He said, ‘I know there have been times I haven’t said anything. I am sorry, and I plan on [addressing this with] more students now.’ I was speechless. My teacher was coming up to me to apologize; I thought students always did the apologies. … I am honored to have gone to a school district that could learn from its students.

Emma’s letter has been republished widely and included in at least one anthology. Here is a brief excerpt: 

Changing the culture of any high school to promote values of respect and responsibility does not happen overnight. … It happens little by little. I can’t and will not tell every single person I hear use the r-word to stop saying it. I need your help. In the classroom, when a student uses the r-word, tell them to stop. By saying it in front of the classroom, the entire class knows that they can no longer use the word because you don’t tolerate it. When they eat in the cafeteria or walk down the hallways they will also learn that they can no longer say it on school property because every time they do, a teacher will tell them to stop … [and] they will bring what the teachers, staff and administrators taught them into the larger world.


Consider this situation: Two teenage girls, both pregnant, are walking down the hallway of their high school. A teacher passes, clicks his tongue and says, “I bet neither of you even knows who the baby daddy is,” and keeps walking by. The students say nothing. 

What might the students have said? Teachers have power, and that dynamic creates a sense of risk for students in speaking up to authority. A suggestion is for the girls together to approach an administrator, describe what happened and ask what can be done. Or they could tell their parents or another trusted adult, maybe even another teacher, who could contact an administrator on their behalf. 

It is important for schools to have processes in place for students to be able to speak up when authority is involved. 

Anti-bigotry work isn’t easy, and the power involved in some relationships makes it tough to find an effective avenue for change. 

4. Speaking to a Family Member or Visitor

When the person making a bigoted or derogatory remark is a parent or a visitor to your school, ask yourself some questions.
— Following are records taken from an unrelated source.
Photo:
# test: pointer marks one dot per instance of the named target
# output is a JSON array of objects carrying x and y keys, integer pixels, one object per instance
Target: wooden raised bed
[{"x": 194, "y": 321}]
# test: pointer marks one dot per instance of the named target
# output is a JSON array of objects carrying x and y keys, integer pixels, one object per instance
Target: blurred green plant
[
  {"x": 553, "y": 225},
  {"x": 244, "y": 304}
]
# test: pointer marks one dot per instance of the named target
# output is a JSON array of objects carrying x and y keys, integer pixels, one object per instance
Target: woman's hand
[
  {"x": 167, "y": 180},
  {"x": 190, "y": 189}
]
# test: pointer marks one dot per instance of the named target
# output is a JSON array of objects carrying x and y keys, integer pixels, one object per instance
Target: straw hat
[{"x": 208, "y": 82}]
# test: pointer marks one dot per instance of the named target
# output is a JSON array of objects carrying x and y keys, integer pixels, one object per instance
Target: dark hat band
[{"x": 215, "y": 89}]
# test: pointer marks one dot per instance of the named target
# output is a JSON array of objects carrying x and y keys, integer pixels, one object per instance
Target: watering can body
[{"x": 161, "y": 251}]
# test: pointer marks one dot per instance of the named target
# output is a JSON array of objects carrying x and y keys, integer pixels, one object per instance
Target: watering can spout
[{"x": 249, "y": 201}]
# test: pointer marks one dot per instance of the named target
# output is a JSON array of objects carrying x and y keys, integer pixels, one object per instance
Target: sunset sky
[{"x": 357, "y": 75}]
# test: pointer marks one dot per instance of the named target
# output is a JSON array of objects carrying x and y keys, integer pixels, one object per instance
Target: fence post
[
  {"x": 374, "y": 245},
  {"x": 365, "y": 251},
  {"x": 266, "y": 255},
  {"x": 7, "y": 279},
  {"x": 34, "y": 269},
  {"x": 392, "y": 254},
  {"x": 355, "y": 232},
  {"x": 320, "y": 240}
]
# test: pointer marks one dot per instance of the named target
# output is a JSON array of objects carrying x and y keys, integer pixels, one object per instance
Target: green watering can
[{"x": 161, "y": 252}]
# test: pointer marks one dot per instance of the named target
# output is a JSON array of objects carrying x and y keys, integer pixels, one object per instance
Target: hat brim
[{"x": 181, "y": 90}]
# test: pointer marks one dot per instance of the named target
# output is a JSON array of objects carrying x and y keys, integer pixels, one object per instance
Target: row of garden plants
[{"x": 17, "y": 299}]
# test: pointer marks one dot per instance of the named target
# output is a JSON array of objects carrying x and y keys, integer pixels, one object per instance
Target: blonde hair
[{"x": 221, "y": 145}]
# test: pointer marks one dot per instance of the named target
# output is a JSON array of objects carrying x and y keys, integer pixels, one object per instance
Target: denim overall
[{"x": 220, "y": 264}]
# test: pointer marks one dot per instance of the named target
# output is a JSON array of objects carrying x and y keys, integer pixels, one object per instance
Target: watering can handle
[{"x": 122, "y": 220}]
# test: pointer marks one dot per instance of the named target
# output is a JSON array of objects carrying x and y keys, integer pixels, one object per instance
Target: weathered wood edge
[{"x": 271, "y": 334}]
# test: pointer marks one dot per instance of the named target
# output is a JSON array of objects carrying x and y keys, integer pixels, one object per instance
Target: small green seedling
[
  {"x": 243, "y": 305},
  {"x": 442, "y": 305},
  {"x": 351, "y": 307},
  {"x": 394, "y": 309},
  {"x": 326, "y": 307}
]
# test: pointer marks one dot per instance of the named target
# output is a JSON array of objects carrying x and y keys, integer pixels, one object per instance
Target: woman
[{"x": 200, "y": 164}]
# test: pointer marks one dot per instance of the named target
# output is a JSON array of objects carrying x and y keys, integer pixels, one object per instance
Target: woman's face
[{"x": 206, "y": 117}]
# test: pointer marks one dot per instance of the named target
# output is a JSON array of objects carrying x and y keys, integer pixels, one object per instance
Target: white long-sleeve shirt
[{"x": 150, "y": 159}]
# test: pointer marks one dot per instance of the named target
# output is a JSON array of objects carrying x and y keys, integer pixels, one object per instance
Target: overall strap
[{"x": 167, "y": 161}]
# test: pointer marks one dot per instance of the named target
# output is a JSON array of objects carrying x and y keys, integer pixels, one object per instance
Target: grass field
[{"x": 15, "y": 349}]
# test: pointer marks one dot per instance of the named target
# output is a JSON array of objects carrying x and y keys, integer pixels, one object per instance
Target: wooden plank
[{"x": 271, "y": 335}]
Do you have an ongoing relationship or is this person a one-time visitor? What kind of relationship does this person have with the school? (Someone with a history of antagonistic interactions with the school may require a different response than someone with positive or neutral relations, for example.) 

“Changing values to promote respect and responsibility does not happen overnight.”

The basic advice for speaking up to visitors is to be quick, calm, firm and straightforward. Whenever possible, tie the moment to classroom agreements, school policy or some other principle.

If a father visiting on parents’ night casually makes a bigoted remark, a possible reply would be, “Oh, we don’t use that word in our classroom. Our classroom agreements prohibit the use of hurtful words.” Don’t engage in a debate over whatever term was used, just refer again to the agreements, if needed, and move on. 

If you have a relationship, draw on that. (“Oh, Maria, I know you didn’t mean to be hurtful using that word, but we don’t say hurtful things in our classroom.”) 

If it is someone with a history of offensive behavior or antagonistic relations, stay firm and straightforward, and move on to the content at hand. (“We don’t use that word in this classroom. Thank you. Now, we were discussing the art project planned for the spring …”) 

In addition to speaking up in the moment—being quick, calm, firm and straightforward—there are possibilities for extending the learning moment. An ELL/Spanish teacher describes taking such an additional step after a conference where a parent made a derogatory remark about immigrants. 

I have to say I was taken aback by the tone of the comment. [But] I am grateful this parent shared his opinion. I added additional parents’ nights to discuss the presence of immigrants in the United States and the challenges they face. As evidenced by the surveys, the meetings ended on a positive note. All participants indicated they had a better understanding of immigrants.